Sitting for the first time in the dock of accused, Fernandez faced charges of corruption. Now a senator with a significant following, she reportedly entered the courthouse while being shielded from journalists by crowds of supporters who formed a “human wall.”
She listened to the accusations against her while sitting with her lawyer in the last row, a glass wall separating her from spectators packed into the room behind her.
The trial, which could last as long as a year, will address multiple corruption allegations dating from Fernandez’s two terms as president from 2007 to 2015. These include accusations she received kickbacks from construction firms that got lucrative sweetheart deals on projects.
Hours before she appeared in court, Fernandez slammed the trial as a political “smokescreen” aimed at hurting her campaign for vice president in national elections this year.
Fernandez, who strongly denies all the allegations, fired retorts on Twitter at her accusers and rival President Mauricio Macri.
“Clearly it’s not about justice,” she tweeted. “Just about creating a new smokescreen that aims to distract Argentines and Argentina - increasingly less successfully - from the dramatic situation our country and our people live.”
The recession-hit South American nation is heading for presidential elections in October, with center-right Macri coming under pressure from high inflation, a weak local peso currency and job losses starting to mount.

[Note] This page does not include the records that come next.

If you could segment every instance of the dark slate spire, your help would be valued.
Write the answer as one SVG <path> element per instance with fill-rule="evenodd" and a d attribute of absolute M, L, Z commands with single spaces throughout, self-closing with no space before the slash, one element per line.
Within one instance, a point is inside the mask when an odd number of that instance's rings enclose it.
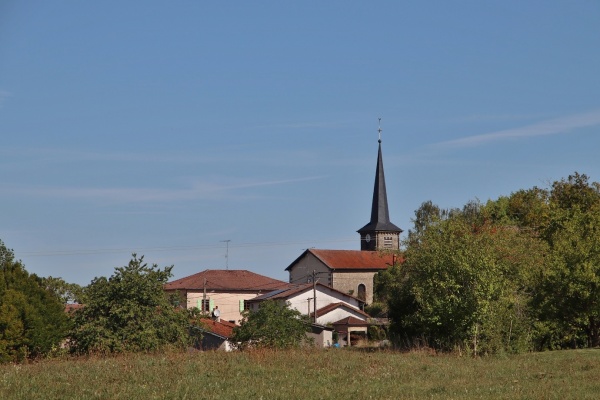
<path fill-rule="evenodd" d="M 358 233 L 377 231 L 402 232 L 402 229 L 390 222 L 385 175 L 383 173 L 383 157 L 381 156 L 381 128 L 379 128 L 379 152 L 377 155 L 377 170 L 375 171 L 375 186 L 373 187 L 371 221 L 360 228 Z"/>

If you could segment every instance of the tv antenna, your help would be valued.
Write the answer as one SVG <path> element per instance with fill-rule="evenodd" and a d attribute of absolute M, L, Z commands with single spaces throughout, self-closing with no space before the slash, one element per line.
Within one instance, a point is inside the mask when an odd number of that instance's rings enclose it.
<path fill-rule="evenodd" d="M 221 240 L 221 242 L 225 242 L 225 270 L 229 270 L 229 242 L 231 240 Z"/>
<path fill-rule="evenodd" d="M 381 143 L 381 131 L 383 129 L 381 129 L 381 117 L 379 117 L 379 128 L 377 129 L 377 132 L 379 133 L 379 143 Z"/>

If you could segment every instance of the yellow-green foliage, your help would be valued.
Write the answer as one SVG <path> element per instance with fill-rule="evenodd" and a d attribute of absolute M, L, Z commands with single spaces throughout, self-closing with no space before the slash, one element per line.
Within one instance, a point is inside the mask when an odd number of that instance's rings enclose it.
<path fill-rule="evenodd" d="M 3 399 L 596 399 L 600 351 L 131 354 L 0 366 Z"/>
<path fill-rule="evenodd" d="M 162 290 L 172 268 L 148 266 L 133 254 L 109 279 L 94 279 L 85 307 L 75 313 L 71 349 L 86 354 L 185 348 L 188 313 L 176 310 Z"/>
<path fill-rule="evenodd" d="M 48 354 L 66 335 L 63 308 L 0 240 L 0 363 Z"/>
<path fill-rule="evenodd" d="M 300 347 L 310 329 L 306 318 L 288 304 L 273 300 L 261 303 L 258 311 L 245 311 L 240 326 L 233 330 L 231 342 L 241 350 L 248 348 L 287 349 Z"/>
<path fill-rule="evenodd" d="M 397 344 L 475 354 L 600 347 L 600 183 L 583 174 L 415 212 L 404 262 L 378 273 Z"/>

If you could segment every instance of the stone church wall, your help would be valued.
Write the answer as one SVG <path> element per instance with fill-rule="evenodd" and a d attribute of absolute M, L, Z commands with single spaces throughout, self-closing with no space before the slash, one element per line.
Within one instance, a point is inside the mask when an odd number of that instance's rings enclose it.
<path fill-rule="evenodd" d="M 375 272 L 334 272 L 333 273 L 333 288 L 340 292 L 358 297 L 358 285 L 365 285 L 365 301 L 367 304 L 373 303 L 373 277 Z"/>

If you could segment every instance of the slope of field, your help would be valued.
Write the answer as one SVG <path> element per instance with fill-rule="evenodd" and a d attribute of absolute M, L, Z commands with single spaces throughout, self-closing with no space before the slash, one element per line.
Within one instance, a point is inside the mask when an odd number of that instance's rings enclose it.
<path fill-rule="evenodd" d="M 0 377 L 2 399 L 596 399 L 600 350 L 194 352 L 4 365 Z"/>

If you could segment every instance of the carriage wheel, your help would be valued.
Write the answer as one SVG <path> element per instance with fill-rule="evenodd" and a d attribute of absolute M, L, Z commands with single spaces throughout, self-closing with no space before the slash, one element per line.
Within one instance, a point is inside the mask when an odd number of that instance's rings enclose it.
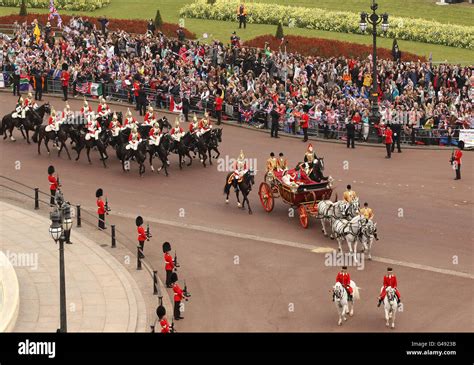
<path fill-rule="evenodd" d="M 263 209 L 267 213 L 270 213 L 273 210 L 273 194 L 272 194 L 272 189 L 270 186 L 263 182 L 260 184 L 260 188 L 258 189 L 258 195 L 260 196 L 260 202 L 262 203 Z"/>
<path fill-rule="evenodd" d="M 298 213 L 300 215 L 300 223 L 303 228 L 308 228 L 309 219 L 308 219 L 308 212 L 304 205 L 300 205 L 298 207 Z"/>

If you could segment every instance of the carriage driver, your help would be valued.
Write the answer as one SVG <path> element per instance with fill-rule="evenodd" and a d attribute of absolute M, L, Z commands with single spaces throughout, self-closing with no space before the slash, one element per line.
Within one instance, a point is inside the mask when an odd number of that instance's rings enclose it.
<path fill-rule="evenodd" d="M 380 293 L 380 296 L 378 297 L 379 303 L 377 304 L 377 307 L 380 307 L 380 304 L 382 304 L 383 300 L 385 299 L 386 289 L 388 286 L 392 287 L 395 289 L 395 294 L 397 295 L 397 302 L 398 305 L 402 303 L 402 298 L 400 295 L 400 292 L 397 289 L 397 277 L 393 273 L 393 269 L 391 267 L 387 268 L 387 275 L 383 277 L 383 288 L 382 292 Z"/>
<path fill-rule="evenodd" d="M 74 112 L 71 110 L 71 107 L 69 106 L 68 103 L 66 103 L 66 106 L 64 107 L 63 110 L 63 115 L 62 115 L 62 123 L 66 122 L 69 118 L 74 117 Z"/>
<path fill-rule="evenodd" d="M 232 179 L 232 185 L 234 186 L 235 191 L 238 191 L 238 182 L 244 177 L 247 171 L 247 162 L 245 162 L 244 151 L 240 150 L 240 155 L 234 163 L 234 176 Z"/>
<path fill-rule="evenodd" d="M 153 125 L 153 128 L 150 129 L 149 137 L 150 138 L 148 139 L 148 143 L 150 145 L 154 145 L 154 146 L 160 145 L 160 141 L 161 141 L 161 137 L 163 137 L 163 133 L 161 132 L 160 124 L 158 122 L 155 122 L 155 124 Z"/>
<path fill-rule="evenodd" d="M 286 157 L 283 155 L 283 152 L 280 152 L 278 154 L 277 170 L 278 171 L 288 170 L 288 161 L 287 161 Z"/>
<path fill-rule="evenodd" d="M 341 271 L 337 273 L 336 283 L 341 283 L 347 291 L 348 301 L 352 301 L 351 275 L 347 272 L 347 266 L 343 266 Z M 334 296 L 332 298 L 334 301 Z"/>
<path fill-rule="evenodd" d="M 196 134 L 198 132 L 198 128 L 199 128 L 198 118 L 196 117 L 196 113 L 194 113 L 193 121 L 189 123 L 189 133 Z"/>
<path fill-rule="evenodd" d="M 273 172 L 277 169 L 277 159 L 273 152 L 270 152 L 270 158 L 267 160 L 267 174 L 273 176 Z"/>
<path fill-rule="evenodd" d="M 141 141 L 142 141 L 142 137 L 140 136 L 140 133 L 138 133 L 137 127 L 133 127 L 132 131 L 130 132 L 130 135 L 128 136 L 127 147 L 125 148 L 127 150 L 132 149 L 136 151 Z"/>
<path fill-rule="evenodd" d="M 97 121 L 97 116 L 94 112 L 89 114 L 86 128 L 86 141 L 90 140 L 91 138 L 94 138 L 95 140 L 99 139 L 99 133 L 102 132 L 102 128 L 100 127 L 100 124 Z"/>
<path fill-rule="evenodd" d="M 112 131 L 112 137 L 117 137 L 122 130 L 117 114 L 114 113 L 112 120 L 109 123 L 109 130 Z"/>
<path fill-rule="evenodd" d="M 176 142 L 179 142 L 184 136 L 184 130 L 179 126 L 178 118 L 176 118 L 176 121 L 174 122 L 174 128 L 171 129 L 170 135 L 171 138 Z"/>
<path fill-rule="evenodd" d="M 110 113 L 111 110 L 105 102 L 104 97 L 101 97 L 99 107 L 97 108 L 97 114 L 99 114 L 99 117 L 106 118 L 109 116 Z"/>
<path fill-rule="evenodd" d="M 209 113 L 204 113 L 204 118 L 202 118 L 199 122 L 199 130 L 197 131 L 196 135 L 201 137 L 204 133 L 207 133 L 211 130 L 212 124 L 209 120 Z"/>
<path fill-rule="evenodd" d="M 48 119 L 48 125 L 45 127 L 46 132 L 58 132 L 61 125 L 61 118 L 57 115 L 56 110 L 51 109 L 51 115 Z"/>
<path fill-rule="evenodd" d="M 153 125 L 156 121 L 156 115 L 153 111 L 153 107 L 150 105 L 148 107 L 148 111 L 145 113 L 145 118 L 143 118 L 143 124 L 146 125 Z"/>
<path fill-rule="evenodd" d="M 360 215 L 369 220 L 374 218 L 374 212 L 369 208 L 369 203 L 365 202 L 364 207 L 360 208 Z"/>
<path fill-rule="evenodd" d="M 12 114 L 12 118 L 25 119 L 26 112 L 30 110 L 28 105 L 28 99 L 24 100 L 23 97 L 20 96 L 15 106 L 15 112 Z"/>
<path fill-rule="evenodd" d="M 351 203 L 354 199 L 357 199 L 357 194 L 350 185 L 347 185 L 347 190 L 344 192 L 344 200 Z"/>
<path fill-rule="evenodd" d="M 90 113 L 92 113 L 92 108 L 90 107 L 89 103 L 86 100 L 86 97 L 84 96 L 84 105 L 81 108 L 81 114 L 84 116 L 84 119 L 87 119 Z"/>
<path fill-rule="evenodd" d="M 26 111 L 28 111 L 30 109 L 33 109 L 33 110 L 38 109 L 38 104 L 36 104 L 36 102 L 33 100 L 33 94 L 32 93 L 28 93 L 28 96 L 25 99 L 23 107 L 25 108 Z"/>

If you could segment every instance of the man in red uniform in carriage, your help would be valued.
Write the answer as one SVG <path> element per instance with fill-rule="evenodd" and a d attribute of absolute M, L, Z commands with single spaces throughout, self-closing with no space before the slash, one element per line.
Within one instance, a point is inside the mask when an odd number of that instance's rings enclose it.
<path fill-rule="evenodd" d="M 401 298 L 400 292 L 397 289 L 397 286 L 398 286 L 397 277 L 395 276 L 395 274 L 393 274 L 393 269 L 389 267 L 387 268 L 387 275 L 383 277 L 383 288 L 382 288 L 382 292 L 380 293 L 380 296 L 378 297 L 379 303 L 377 304 L 377 307 L 380 307 L 380 304 L 382 304 L 383 300 L 385 299 L 385 295 L 387 294 L 386 289 L 389 286 L 395 289 L 398 305 L 401 304 L 402 298 Z"/>
<path fill-rule="evenodd" d="M 352 288 L 351 288 L 351 275 L 347 272 L 347 266 L 343 266 L 341 271 L 337 273 L 336 283 L 341 283 L 344 289 L 346 289 L 349 297 L 349 301 L 352 301 Z M 334 298 L 333 298 L 334 300 Z"/>

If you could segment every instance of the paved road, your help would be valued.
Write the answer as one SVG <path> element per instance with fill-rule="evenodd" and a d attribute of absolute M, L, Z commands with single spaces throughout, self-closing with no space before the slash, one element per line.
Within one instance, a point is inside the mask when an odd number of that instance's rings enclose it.
<path fill-rule="evenodd" d="M 13 108 L 12 96 L 0 94 L 0 100 L 2 114 Z M 50 101 L 57 110 L 63 108 L 59 99 Z M 77 110 L 81 102 L 70 105 Z M 265 213 L 257 195 L 269 152 L 284 152 L 294 165 L 302 159 L 305 144 L 224 127 L 222 157 L 234 158 L 243 149 L 257 162 L 250 197 L 254 214 L 249 215 L 236 207 L 235 196 L 229 205 L 224 203 L 227 172 L 219 171 L 217 162 L 203 168 L 195 160 L 179 171 L 173 157 L 169 177 L 147 166 L 139 178 L 136 165 L 123 173 L 114 158 L 104 169 L 97 152 L 92 153 L 92 165 L 85 156 L 79 162 L 45 152 L 38 156 L 36 146 L 26 145 L 15 133 L 17 142 L 0 142 L 2 175 L 47 190 L 46 169 L 53 163 L 66 196 L 91 209 L 94 192 L 102 187 L 113 209 L 110 219 L 121 230 L 134 236 L 137 214 L 150 222 L 154 237 L 145 254 L 160 275 L 161 243 L 172 243 L 181 262 L 180 278 L 192 293 L 181 331 L 385 331 L 376 296 L 387 265 L 396 270 L 404 302 L 396 330 L 474 328 L 472 153 L 464 154 L 463 180 L 453 181 L 448 149 L 406 150 L 386 160 L 379 148 L 315 145 L 325 158 L 325 172 L 335 178 L 339 197 L 351 183 L 362 202 L 373 207 L 381 238 L 374 261 L 365 262 L 363 270 L 350 270 L 362 298 L 356 302 L 356 315 L 338 327 L 328 291 L 339 266 L 328 266 L 324 256 L 336 243 L 322 235 L 317 221 L 302 229 L 297 215 L 289 217 L 289 207 L 281 201 Z M 20 169 L 15 169 L 16 161 Z"/>

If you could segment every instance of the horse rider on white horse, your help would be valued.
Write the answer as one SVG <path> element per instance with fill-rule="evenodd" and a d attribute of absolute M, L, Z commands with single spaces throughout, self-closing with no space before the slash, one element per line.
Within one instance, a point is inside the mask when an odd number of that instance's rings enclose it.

The allegations could cast a shadow over Fernandez’s political push as she looks to win over the more moderate wing of the Peronist opposition to take on Macri in elections set for October.
Fernandez shocked the nation on Saturday by saying she would run for vice president alongside unrelated former cabinet chief Alberto Fernandez, a veteran political operator who has both backed and criticized her in the past.
A leftist and militant Peronist, Cristina Fernandez had been seen as the top potential challenger to Macri.
In another tweet she said the trial was an “act of persecution” with the aim of putting an opposition candidate in the dock during an election campaign.
The charges against her could end in a sentence of up to 10 years in jail, should she be found guilty of leading a graft ring that defrauded the state of millions of dollars.
As a sitting senator, she currently has immunity from arrest, however.